Top Email ‘Sins’ and How to Avoid Them

How to Write and Format Emails People Want to Read

 One type of business communication most of us do regularly, if not daily, is write emails. But it never fails to amaze me how often we commit ’email sins’.

I was reminded of this recently when reading an article in the ‘Listener’ by Joanne Black about a series of emails she received after a very simple transaction at a Gap store. She was endlessly asked for feedback, and when she tried to unsubscribe continued to be harassed by email.

I’m sure we’ve all been through this, or similar. We provide an email address because we’re asked and nothing is achieved without complying. Then we’re bombarded with emails as a result.

In a very few cases, this is a good thing. We want to receive the information.

Mostly, our goodwill is stretched to the limit by a seemingly endless stream of badly written, poorly designed and boring messages that make us want to tear our hair out.

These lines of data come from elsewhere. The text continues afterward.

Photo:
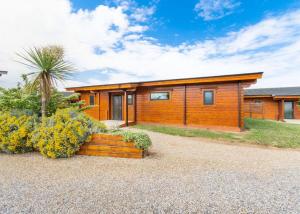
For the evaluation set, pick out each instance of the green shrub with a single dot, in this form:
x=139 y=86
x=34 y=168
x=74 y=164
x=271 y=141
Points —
x=15 y=132
x=141 y=140
x=61 y=135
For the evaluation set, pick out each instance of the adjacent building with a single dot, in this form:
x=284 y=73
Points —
x=212 y=102
x=2 y=72
x=272 y=103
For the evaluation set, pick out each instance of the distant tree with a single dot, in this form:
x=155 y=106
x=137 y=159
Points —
x=50 y=67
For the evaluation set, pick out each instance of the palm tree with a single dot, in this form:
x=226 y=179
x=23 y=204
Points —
x=50 y=67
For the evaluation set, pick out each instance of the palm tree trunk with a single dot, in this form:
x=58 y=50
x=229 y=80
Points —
x=44 y=103
x=44 y=99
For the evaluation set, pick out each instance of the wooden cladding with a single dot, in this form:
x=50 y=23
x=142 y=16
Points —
x=185 y=105
x=267 y=108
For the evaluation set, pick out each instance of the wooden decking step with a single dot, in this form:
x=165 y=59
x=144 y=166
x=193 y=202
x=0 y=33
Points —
x=110 y=145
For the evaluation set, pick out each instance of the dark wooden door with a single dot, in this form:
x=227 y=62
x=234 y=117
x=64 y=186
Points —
x=288 y=110
x=117 y=107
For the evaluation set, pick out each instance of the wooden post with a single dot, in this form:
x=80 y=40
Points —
x=281 y=110
x=135 y=107
x=184 y=106
x=99 y=104
x=126 y=107
x=239 y=105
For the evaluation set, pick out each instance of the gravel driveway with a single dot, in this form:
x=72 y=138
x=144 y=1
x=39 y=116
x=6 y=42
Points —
x=181 y=175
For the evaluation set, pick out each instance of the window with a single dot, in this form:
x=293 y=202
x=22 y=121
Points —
x=92 y=100
x=159 y=96
x=130 y=99
x=208 y=97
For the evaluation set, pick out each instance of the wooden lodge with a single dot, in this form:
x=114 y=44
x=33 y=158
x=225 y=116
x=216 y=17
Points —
x=212 y=102
x=272 y=103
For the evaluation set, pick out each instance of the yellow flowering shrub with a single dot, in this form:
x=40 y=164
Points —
x=61 y=135
x=15 y=132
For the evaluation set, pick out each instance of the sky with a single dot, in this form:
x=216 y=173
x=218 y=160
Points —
x=138 y=40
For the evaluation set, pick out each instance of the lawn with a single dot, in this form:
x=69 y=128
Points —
x=262 y=132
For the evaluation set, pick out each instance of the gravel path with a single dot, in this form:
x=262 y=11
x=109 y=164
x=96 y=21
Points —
x=181 y=175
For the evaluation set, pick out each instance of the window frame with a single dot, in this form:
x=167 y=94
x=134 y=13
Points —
x=156 y=92
x=213 y=97
x=92 y=95
x=130 y=103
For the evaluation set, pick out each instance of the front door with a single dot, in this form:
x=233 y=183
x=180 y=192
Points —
x=288 y=110
x=117 y=107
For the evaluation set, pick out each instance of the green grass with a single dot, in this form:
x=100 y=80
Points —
x=262 y=132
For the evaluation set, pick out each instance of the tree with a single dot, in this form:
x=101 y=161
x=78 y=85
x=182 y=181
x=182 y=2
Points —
x=24 y=98
x=50 y=67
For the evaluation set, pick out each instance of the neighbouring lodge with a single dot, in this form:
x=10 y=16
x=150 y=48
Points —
x=272 y=103
x=212 y=102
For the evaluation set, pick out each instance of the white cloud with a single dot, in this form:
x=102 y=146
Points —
x=215 y=9
x=271 y=46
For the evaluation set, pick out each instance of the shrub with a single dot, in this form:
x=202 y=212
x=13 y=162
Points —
x=61 y=135
x=141 y=140
x=15 y=132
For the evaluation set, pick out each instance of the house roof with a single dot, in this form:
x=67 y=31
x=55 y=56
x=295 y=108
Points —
x=66 y=93
x=2 y=72
x=208 y=79
x=273 y=92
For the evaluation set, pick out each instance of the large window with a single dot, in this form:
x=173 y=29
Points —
x=208 y=97
x=159 y=96
x=92 y=100
x=130 y=99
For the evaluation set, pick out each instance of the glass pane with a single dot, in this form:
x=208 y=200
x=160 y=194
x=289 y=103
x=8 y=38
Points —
x=130 y=99
x=92 y=100
x=159 y=96
x=208 y=97
x=288 y=110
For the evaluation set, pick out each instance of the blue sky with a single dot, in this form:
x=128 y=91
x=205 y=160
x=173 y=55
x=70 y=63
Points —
x=136 y=40
x=175 y=22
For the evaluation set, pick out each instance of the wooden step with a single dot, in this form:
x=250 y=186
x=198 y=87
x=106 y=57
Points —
x=111 y=143
x=110 y=154
x=110 y=148
x=97 y=137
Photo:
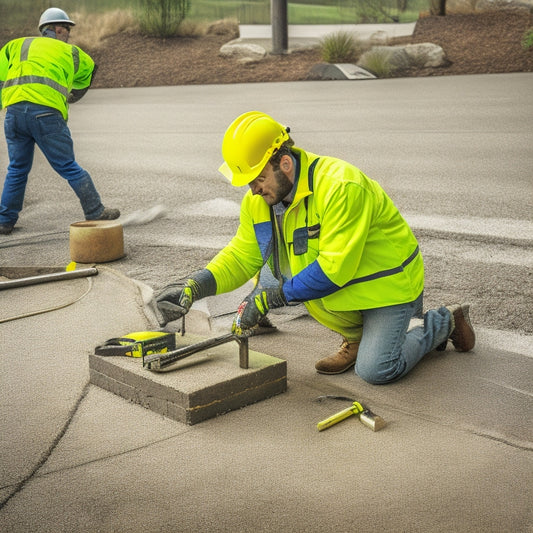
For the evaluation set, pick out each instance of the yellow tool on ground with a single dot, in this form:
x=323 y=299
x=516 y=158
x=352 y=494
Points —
x=366 y=416
x=138 y=344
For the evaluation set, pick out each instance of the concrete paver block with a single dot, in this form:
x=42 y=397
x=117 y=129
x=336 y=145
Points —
x=197 y=388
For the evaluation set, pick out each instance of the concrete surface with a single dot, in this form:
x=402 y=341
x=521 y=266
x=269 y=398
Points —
x=304 y=36
x=456 y=453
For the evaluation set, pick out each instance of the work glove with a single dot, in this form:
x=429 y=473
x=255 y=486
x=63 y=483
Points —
x=254 y=307
x=175 y=300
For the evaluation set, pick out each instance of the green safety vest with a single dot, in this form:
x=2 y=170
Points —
x=42 y=70
x=358 y=252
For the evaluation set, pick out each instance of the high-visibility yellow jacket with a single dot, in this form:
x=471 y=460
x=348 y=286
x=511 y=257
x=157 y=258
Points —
x=345 y=241
x=42 y=70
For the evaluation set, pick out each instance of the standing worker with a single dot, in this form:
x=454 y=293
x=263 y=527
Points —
x=333 y=240
x=39 y=77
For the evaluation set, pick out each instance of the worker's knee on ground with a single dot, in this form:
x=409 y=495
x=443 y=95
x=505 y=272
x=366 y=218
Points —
x=376 y=374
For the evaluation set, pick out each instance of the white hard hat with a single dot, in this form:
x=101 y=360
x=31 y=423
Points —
x=54 y=15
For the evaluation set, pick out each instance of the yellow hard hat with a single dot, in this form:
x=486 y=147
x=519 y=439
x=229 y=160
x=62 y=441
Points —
x=248 y=144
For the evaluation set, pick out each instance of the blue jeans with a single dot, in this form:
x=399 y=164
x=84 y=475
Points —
x=387 y=351
x=25 y=125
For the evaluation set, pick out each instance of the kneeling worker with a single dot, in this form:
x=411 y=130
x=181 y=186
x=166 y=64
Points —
x=333 y=240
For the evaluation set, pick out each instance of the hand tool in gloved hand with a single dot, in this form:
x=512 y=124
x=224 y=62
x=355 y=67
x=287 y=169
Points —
x=255 y=307
x=176 y=299
x=366 y=416
x=159 y=361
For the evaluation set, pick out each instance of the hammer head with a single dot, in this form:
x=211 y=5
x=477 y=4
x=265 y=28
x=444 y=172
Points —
x=369 y=419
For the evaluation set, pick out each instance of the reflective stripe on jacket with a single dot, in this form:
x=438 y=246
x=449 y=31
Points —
x=345 y=241
x=42 y=70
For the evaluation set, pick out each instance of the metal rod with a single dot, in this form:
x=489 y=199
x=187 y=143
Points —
x=44 y=278
x=160 y=360
x=243 y=352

Here are some of the worst email sins:

📍Daily communications from someone or a company I’ve long since lost interest in or can’t remember why I signed up in the first place.

📍Emails that are entirely promotional – they focus on what the company has to offer – not on what problem I have, which they could fix (and how).

📍Badly laid out emails where there are huge amounts of white space so it takes centuries of scrolling to get through it. (Hint: I don’t, I give up and consign it to my Awful Emails folder.)

📍Non-personalised emails that start ‘Dear customer’ or worse, ‘Dear valued customer’ – I’m so valued that they can’t even write my name.

📍Emails that don’t fit into my preview pane so I can’t see an entire line of text. (Hint: few people open their emails by double-clicking on them to open. We almost always read them in the preview pane and if we can’t see them, we won’t read them.)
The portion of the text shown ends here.